Stop Loss Psychology: Part 2

Stop Losses and Trading Probabilities

stop loss psychology
The Stop Loss Psychology

In the first part of this stop loss psychology article, we provided an extreme example and perhaps an extreme stock trading scenario (though it does occur every day), but it exposes something important about the use of stop losses.  Stop Loss Psychology:  Trading is all about probabilities.

If the probabilities are in your favor, you will make more money than you lose over time.  If the probabilities are against you, you may win sometimes, but you will eventually empty your trading account. 

When you buy a stock like DOC after a big run up, it is almost impossible to put the probabilities in your favor.  Why?  Because the only stop loss you could possibly take after the stock has already made a run up would be an arbitrary one.

The Key to Proper Stop Loss Psychology Placement

In order to use a stop loss correctly, you need one bit of very important information.  This information is “where would the price have to drop below for me to know that something has gone wrong and that sentiment has changed from bullish to bearish?”  In other words, you need to know where a breakdown could potentially occur.  Go back to the first section of this article and look at DOC’s chart again.
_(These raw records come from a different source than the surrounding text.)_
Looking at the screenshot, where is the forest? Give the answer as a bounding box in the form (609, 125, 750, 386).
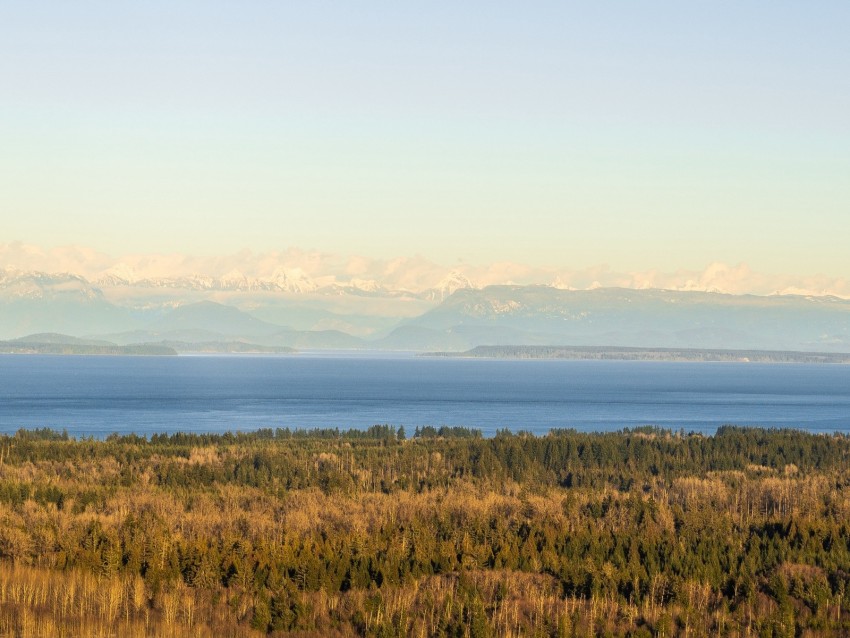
(0, 424, 849, 636)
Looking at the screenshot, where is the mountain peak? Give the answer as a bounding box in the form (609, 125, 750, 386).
(422, 270, 476, 302)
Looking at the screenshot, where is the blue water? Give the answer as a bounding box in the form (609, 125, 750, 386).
(1, 353, 849, 438)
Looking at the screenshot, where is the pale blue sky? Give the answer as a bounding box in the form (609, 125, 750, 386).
(1, 2, 848, 274)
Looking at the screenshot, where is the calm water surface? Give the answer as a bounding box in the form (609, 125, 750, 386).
(1, 353, 849, 437)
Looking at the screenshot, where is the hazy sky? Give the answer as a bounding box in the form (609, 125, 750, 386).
(2, 2, 849, 276)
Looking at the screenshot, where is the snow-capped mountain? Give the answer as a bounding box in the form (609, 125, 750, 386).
(401, 285, 850, 351)
(3, 265, 850, 352)
(421, 270, 476, 302)
(0, 268, 104, 301)
(94, 270, 319, 294)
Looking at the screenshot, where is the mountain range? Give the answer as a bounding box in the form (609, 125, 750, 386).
(2, 268, 850, 352)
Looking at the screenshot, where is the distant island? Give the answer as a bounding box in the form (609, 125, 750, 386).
(150, 340, 296, 355)
(424, 344, 850, 364)
(0, 334, 177, 356)
(0, 333, 296, 356)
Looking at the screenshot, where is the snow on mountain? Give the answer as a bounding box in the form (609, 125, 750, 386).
(94, 271, 319, 293)
(268, 268, 318, 293)
(421, 270, 476, 302)
(348, 278, 381, 293)
(406, 285, 850, 352)
(96, 262, 138, 286)
(0, 268, 103, 301)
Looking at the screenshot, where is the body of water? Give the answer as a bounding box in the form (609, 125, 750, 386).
(1, 353, 849, 437)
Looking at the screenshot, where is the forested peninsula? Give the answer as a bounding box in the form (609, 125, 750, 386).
(0, 334, 296, 356)
(426, 345, 850, 364)
(1, 426, 849, 636)
(0, 341, 177, 356)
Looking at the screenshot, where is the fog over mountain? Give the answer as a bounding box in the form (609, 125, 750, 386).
(2, 252, 850, 352)
(401, 286, 850, 352)
(4, 242, 850, 300)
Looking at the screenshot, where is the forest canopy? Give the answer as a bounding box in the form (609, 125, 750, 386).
(0, 425, 849, 636)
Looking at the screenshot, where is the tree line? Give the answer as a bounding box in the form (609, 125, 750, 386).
(0, 425, 849, 636)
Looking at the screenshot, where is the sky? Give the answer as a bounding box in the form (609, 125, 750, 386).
(2, 2, 849, 279)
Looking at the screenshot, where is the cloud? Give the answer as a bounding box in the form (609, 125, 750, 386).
(2, 241, 849, 299)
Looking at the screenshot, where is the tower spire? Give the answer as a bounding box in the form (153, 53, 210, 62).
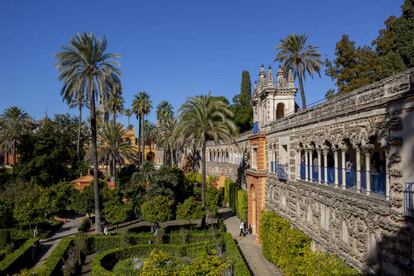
(267, 65, 274, 88)
(259, 64, 266, 86)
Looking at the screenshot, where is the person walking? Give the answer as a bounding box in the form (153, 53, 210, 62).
(239, 220, 245, 237)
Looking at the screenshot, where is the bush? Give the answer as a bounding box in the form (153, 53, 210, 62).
(222, 233, 251, 276)
(260, 211, 358, 276)
(236, 189, 248, 221)
(78, 218, 91, 232)
(176, 197, 203, 223)
(140, 195, 173, 223)
(0, 229, 11, 249)
(0, 237, 38, 275)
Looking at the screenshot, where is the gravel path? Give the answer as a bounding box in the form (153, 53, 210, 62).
(220, 208, 282, 276)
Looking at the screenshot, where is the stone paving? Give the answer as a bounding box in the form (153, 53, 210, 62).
(33, 216, 84, 269)
(220, 208, 282, 276)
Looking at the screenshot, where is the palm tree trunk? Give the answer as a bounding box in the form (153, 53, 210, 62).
(112, 159, 116, 183)
(77, 104, 82, 158)
(201, 138, 207, 229)
(141, 116, 145, 163)
(298, 74, 307, 109)
(137, 115, 142, 164)
(89, 79, 102, 234)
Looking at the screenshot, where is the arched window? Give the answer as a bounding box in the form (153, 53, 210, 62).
(276, 103, 285, 119)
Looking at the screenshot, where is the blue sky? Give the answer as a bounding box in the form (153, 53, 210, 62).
(0, 0, 402, 125)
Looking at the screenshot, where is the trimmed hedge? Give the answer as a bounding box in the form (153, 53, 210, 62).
(222, 233, 251, 275)
(260, 211, 359, 276)
(34, 237, 73, 275)
(0, 237, 38, 275)
(224, 180, 247, 220)
(92, 241, 219, 275)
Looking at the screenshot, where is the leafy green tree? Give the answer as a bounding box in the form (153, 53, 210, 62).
(0, 106, 31, 165)
(143, 120, 157, 159)
(140, 195, 173, 223)
(0, 199, 13, 228)
(56, 33, 121, 233)
(16, 114, 85, 186)
(121, 170, 147, 213)
(231, 71, 253, 133)
(206, 185, 221, 214)
(179, 95, 236, 210)
(325, 88, 336, 100)
(147, 166, 186, 203)
(12, 183, 43, 228)
(275, 34, 322, 109)
(176, 196, 203, 224)
(325, 35, 383, 94)
(38, 182, 76, 216)
(132, 91, 152, 164)
(104, 203, 132, 230)
(70, 185, 95, 217)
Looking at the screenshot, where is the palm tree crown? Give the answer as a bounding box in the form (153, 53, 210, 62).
(0, 106, 31, 165)
(179, 95, 237, 208)
(132, 91, 152, 164)
(56, 32, 121, 233)
(275, 34, 321, 109)
(156, 100, 173, 125)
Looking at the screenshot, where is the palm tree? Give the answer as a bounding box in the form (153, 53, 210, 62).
(179, 95, 237, 210)
(0, 106, 30, 165)
(275, 34, 321, 109)
(132, 92, 152, 164)
(156, 100, 173, 125)
(124, 108, 133, 128)
(157, 116, 182, 166)
(143, 120, 157, 161)
(88, 122, 136, 182)
(66, 93, 88, 158)
(56, 33, 121, 233)
(106, 87, 124, 124)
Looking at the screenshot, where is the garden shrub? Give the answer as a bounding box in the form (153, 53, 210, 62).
(222, 233, 251, 276)
(176, 196, 203, 224)
(236, 189, 248, 221)
(140, 195, 173, 223)
(260, 211, 358, 276)
(78, 218, 91, 232)
(0, 237, 38, 275)
(0, 229, 11, 249)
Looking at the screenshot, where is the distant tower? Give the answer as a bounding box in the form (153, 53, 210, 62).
(251, 65, 297, 132)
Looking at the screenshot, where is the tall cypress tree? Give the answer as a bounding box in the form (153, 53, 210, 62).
(232, 71, 253, 133)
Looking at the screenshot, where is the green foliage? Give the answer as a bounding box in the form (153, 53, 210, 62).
(260, 211, 358, 276)
(11, 183, 43, 226)
(222, 233, 251, 276)
(78, 218, 92, 232)
(140, 249, 177, 275)
(206, 184, 221, 215)
(104, 204, 132, 226)
(0, 238, 38, 274)
(16, 114, 86, 186)
(224, 179, 247, 220)
(176, 197, 203, 222)
(38, 182, 76, 216)
(231, 71, 253, 133)
(141, 195, 173, 223)
(236, 189, 248, 221)
(0, 199, 13, 228)
(180, 250, 230, 276)
(0, 229, 11, 249)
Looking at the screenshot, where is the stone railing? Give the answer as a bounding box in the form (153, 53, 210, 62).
(262, 68, 414, 134)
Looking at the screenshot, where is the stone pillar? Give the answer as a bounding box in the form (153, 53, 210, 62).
(296, 149, 301, 180)
(305, 149, 309, 181)
(334, 148, 339, 188)
(309, 150, 313, 182)
(340, 143, 348, 190)
(317, 149, 322, 183)
(385, 151, 390, 201)
(365, 151, 371, 195)
(323, 147, 328, 184)
(355, 146, 361, 193)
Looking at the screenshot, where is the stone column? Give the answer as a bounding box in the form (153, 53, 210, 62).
(323, 147, 329, 184)
(363, 144, 374, 196)
(305, 149, 309, 181)
(355, 146, 361, 193)
(333, 147, 339, 188)
(317, 149, 322, 183)
(385, 151, 390, 201)
(340, 143, 348, 190)
(296, 148, 301, 180)
(309, 150, 313, 182)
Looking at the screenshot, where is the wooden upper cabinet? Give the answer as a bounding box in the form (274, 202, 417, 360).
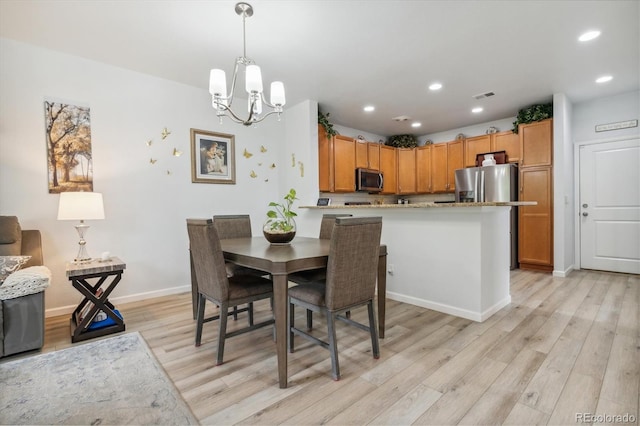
(379, 145, 397, 194)
(355, 139, 369, 169)
(397, 148, 416, 194)
(464, 135, 491, 167)
(416, 145, 432, 193)
(431, 143, 448, 192)
(318, 125, 332, 192)
(333, 135, 356, 192)
(447, 140, 464, 192)
(367, 143, 381, 170)
(519, 119, 553, 167)
(492, 130, 520, 163)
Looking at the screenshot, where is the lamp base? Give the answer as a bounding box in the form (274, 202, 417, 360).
(73, 223, 93, 263)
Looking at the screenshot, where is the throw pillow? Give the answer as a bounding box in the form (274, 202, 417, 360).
(0, 255, 32, 285)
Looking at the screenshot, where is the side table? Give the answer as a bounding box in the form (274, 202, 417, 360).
(66, 257, 126, 343)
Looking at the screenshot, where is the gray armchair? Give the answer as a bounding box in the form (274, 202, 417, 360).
(0, 216, 47, 357)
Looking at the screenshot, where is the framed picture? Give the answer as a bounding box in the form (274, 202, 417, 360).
(190, 128, 236, 184)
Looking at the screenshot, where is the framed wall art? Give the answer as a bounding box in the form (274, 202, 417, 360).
(190, 128, 236, 184)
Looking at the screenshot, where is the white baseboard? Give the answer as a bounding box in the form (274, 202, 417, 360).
(553, 265, 574, 278)
(385, 291, 511, 322)
(45, 284, 192, 318)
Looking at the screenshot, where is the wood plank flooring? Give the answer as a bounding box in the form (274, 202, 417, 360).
(21, 269, 640, 424)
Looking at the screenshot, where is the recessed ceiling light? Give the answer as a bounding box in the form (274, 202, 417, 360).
(579, 30, 601, 42)
(595, 75, 613, 83)
(472, 107, 483, 113)
(429, 83, 442, 91)
(411, 122, 421, 128)
(363, 105, 375, 112)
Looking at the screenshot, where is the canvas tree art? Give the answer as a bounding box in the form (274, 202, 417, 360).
(44, 100, 93, 193)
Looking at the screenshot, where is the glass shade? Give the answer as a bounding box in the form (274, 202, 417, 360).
(245, 65, 263, 93)
(270, 81, 286, 106)
(209, 69, 227, 96)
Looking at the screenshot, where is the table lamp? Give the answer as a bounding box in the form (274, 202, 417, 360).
(57, 192, 105, 263)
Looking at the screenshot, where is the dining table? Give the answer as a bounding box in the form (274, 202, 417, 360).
(194, 236, 387, 389)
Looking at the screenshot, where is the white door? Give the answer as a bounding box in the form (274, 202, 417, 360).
(579, 138, 640, 274)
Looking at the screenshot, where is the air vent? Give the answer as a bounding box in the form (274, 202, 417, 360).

It’s just about impossible to determine where a true price breakdown would occur.

As a result, anyone who traded DOC would face an extremely difficult psychological dilemma.  Every trader knows that they have to use stop losses so, not knowing where a breakdown could occur, they would just have to pick some arbitrary (or semi arbitrary) price point on the chart and tell themselves to take a loss there.

Why Arbitrary Stop Loss Placement Creates a Psychological Dilemma

What a huge dilemma this is though.  We have all faced it.  We tell ourselves that if the price drops 2%, 5% or even 10% we will take a loss.  Or, we say, if the price breaks the 10 period moving average, I will take a loss.  Then, when the price does drop down below our predetermined place on the chart, we don’t take a loss because we reason with ourselves “I don’t want to sell at the bottom, so I’ll wait just a little while longer.”  This is where the human psychology that we read about in that trading lesson this week comes into play.

Our contention is, however, that this entire approach has it all wrong. 

 The Problem, You See, Is Not Human Psychology

That voice inside your head that rationalizes not using a stop loss is the work of your natural human defense mechanism.  Any reasonable person would have a hard time rationalizing a sale of a stock they just bought when they know from experience that prices can and usually do reverse quickly.  Why would any reasonable person want to risk selling for a loss right before the price jumps back up in their favor?  So, the psychological factor we are dealing with here is a natural human defense and it should not be “overcome” by playing silly games such as writing out promises to yourself to sell at certain predetermined junctures.  The reason these games don’t work is because it is unnatural for us to tear down our natural human defenses and reasoning.

The Real Problem Is That Most Traders Just Buy In The Wrong Place

As we have discussed, there is almost no way to put the odds in your favor on a stock like DOC after it has already made a big move.  If, however, you decide to only enter where the odds are truly in your favor, then human psychology will be on your side and it will be easy to take a loss.

The Only Stop Loss Psychology Solution that Makes Psychological Sense

In other words, you need to purchase a stock only near where you KNOW that a breakdown would occur if the price closes below that level.  If you do this, and the price does move down, it is very easy to take a loss for two reasons.  First, the loss you take will be small and not painful.  And most importantly, you know that a breakdown has likely occurred so you do not have to worry about selling at the bottom.  Instead, you can have confidence that you sold to protect yourself and that the odds favor you.  When you do this each and every time, trading becomes easy because it works in favor of your own natural psychological defenses, not against them.  And now, instead of it being emotionally difficult to use a stop, it will be emotionally difficult not to.